Bentley-based biotech company Recce has popped the cork on its first day of trading on the ASX, following completion of a $5 million initial public offering.

Recce, which is chaired by Chemeq founder Graham Melrose, opened at 31 cents per share and gained an extra cent within an hour.

At midday, its shares were worth 29.5 cents each.

The $5 million IPO was priced at 20 cents per share and lead managed by State One Equities.

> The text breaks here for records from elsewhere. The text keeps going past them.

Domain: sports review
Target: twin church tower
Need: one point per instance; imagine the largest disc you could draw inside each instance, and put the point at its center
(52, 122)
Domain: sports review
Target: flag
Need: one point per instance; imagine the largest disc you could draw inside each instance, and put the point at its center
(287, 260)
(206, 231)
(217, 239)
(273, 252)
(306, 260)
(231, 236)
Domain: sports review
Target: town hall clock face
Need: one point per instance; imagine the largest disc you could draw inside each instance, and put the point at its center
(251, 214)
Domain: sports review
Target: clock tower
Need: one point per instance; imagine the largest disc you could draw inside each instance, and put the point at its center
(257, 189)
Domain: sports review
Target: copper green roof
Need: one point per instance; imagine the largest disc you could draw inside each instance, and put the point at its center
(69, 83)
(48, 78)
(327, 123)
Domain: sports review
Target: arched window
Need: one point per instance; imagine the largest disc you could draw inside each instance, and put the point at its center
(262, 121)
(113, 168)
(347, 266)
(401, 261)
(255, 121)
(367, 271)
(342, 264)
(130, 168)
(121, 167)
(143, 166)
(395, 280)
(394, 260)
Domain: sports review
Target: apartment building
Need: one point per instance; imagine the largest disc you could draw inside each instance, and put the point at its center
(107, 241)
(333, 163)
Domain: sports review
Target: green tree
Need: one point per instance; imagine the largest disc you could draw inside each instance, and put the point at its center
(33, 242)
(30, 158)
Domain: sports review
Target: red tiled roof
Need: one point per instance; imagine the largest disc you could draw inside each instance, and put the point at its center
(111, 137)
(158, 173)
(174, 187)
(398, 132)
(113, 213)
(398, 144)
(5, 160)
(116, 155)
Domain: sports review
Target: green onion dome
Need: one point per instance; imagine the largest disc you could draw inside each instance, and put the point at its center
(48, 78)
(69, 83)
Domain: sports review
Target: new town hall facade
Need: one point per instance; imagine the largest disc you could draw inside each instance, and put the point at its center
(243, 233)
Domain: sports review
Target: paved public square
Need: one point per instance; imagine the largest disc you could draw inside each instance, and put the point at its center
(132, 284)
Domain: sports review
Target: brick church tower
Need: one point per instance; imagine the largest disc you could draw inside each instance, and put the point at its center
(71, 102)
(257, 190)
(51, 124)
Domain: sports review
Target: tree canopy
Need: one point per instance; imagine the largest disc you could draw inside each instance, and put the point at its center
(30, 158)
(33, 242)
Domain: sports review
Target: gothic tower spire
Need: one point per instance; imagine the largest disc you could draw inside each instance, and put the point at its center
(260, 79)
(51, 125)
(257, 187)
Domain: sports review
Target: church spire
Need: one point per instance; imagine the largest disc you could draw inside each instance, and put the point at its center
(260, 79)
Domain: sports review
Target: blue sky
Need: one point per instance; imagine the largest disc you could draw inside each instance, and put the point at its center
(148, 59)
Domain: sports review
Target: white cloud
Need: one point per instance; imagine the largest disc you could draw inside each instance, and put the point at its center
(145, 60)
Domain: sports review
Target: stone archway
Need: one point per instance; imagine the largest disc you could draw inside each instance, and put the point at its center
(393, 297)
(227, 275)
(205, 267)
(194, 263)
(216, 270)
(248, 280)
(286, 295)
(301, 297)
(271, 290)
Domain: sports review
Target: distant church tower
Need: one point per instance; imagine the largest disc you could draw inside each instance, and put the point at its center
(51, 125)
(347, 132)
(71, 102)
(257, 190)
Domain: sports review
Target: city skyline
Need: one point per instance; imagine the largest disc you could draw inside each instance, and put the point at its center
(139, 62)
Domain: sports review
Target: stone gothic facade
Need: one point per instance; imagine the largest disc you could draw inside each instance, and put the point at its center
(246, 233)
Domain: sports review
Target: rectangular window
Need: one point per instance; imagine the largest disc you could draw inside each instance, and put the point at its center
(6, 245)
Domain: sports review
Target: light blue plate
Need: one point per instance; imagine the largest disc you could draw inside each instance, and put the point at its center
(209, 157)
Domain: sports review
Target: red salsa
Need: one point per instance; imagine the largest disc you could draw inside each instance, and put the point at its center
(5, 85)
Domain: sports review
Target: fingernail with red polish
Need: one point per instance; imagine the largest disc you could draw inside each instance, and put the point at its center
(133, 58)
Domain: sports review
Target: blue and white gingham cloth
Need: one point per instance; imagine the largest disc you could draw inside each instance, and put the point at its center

The Recce board includes two executive directors who are members of Dr Melrose’s family - James Graham is a committee member of WA Angel Investors and has been closely involved in arranging funding for the company, and Michele Dilizia is a qualified medical scientist who has worked in public relations and marketing.

The board’s non-executive directors are Dongke Zhang, who designed and built Chemeq’s first pilot plant and is now professor in chemical engineering at the University of Western Australia, and pharmaceutical executive Ian Brown.

Peter Williams is its CFO.

Recce is developing antibiotics which target bacteria, including their superbug forms, in humans.

The company considers the manufacture process of its antibiotics to be exceptionally economic in comparison to present-day antibiotics.

In separate statements today, Recce announced it had been granted a patent for manufacturing and marketing of its antibiotics in China, and had validated patents in the UK, Germany, France, Italy, Spain and Sweden.

Dr Melrose said the patents should significantly increase the company’s current worth.

Recce also announced the completion of a test conducted in a laboratory in the US , which found that its antibiotics (tested on mice) performed equally and, in some cases better, than a commercial antibiotic.

“This is an early but important confirmation of efficacy: Recce antibiotic, at least on par with a high performing commercial antibiotic,” Dr Melrose said.